Although it’s tempting to confuse Comfort with Tish McWhinney, Comfort in person is even more energetic and determined than her sleuth, and at least three times more sophisticated. Her New York City life and travels contributed to this, as have her many friendships with artists. One tale she tells is of “Bobby” (Robert) McCloskey when he was writing and illustrating his classic “Make Way for Ducklings.” McCloskey kept ducklings in his home bathtub during the weeks of the project, and each day after work in her painting studio, Comfort would stop in to play with the downy yellow fluff-balls.

Delighted with McCloskey’s books, Comfort painted his mother and baby bear (from “Blueberries for Sal”) in a life-size version of the car shed at her Vermont home. She adds more animal-related art as the urge strikes: a silhouette of a goat against the house exterior (see “The Cashmere Kid”), and most recently a wooden outline of a bat in flight, pinned against an illusory window over the living room doorway. In the backyard is a Statue of Liberty – “It was quite something when we were moving her in the car!” Comfort recalls with a grin.

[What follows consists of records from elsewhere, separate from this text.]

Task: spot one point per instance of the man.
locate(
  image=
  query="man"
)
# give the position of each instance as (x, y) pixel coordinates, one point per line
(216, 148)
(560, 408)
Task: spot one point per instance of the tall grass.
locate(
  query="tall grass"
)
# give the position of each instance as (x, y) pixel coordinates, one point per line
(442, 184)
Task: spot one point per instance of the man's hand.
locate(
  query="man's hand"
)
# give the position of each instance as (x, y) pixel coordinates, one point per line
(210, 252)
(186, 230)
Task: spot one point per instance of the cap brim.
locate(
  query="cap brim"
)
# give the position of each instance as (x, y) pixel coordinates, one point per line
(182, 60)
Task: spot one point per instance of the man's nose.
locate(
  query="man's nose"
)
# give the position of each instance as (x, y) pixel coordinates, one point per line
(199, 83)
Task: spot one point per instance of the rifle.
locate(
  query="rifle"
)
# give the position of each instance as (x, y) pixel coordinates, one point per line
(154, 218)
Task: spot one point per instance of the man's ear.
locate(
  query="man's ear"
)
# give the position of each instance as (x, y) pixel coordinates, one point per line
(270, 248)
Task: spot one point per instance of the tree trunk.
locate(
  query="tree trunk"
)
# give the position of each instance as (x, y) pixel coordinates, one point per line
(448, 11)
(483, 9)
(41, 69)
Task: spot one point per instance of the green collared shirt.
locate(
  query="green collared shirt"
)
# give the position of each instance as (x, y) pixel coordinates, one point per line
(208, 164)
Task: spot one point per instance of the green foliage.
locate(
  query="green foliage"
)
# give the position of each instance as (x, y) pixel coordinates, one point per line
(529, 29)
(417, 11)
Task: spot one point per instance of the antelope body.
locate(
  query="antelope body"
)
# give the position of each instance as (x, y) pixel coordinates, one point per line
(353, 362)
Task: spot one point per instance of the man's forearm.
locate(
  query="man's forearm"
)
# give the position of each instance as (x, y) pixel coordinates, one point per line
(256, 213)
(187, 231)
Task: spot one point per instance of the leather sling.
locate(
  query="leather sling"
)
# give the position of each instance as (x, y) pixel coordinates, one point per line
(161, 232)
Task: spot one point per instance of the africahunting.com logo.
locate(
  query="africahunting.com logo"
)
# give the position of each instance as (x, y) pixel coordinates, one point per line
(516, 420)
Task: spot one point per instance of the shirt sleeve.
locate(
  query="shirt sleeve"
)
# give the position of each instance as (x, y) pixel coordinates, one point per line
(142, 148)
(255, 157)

Will she write another mystery? Not right now. Tuned in to strong friendships, Comfort has noticed that “when you’re writing, you’re someplace else, always thinking, Now how can I use this, or Is that what my character is like?” For the time being, she’d rather be fully present. After all, her birthday bash in Landgrove is coming up soon, and there are a lot of friends stopping by to see the exhibit in the town hall.

The only damper on her spirits is this summer’s death of her pug Fred, who lived with her for many years. But determination and vigor apply here too, for when the question posed is, “Will you consider another dog?” her eyebrows fly up in surprise and she crisply replies, “Of course!”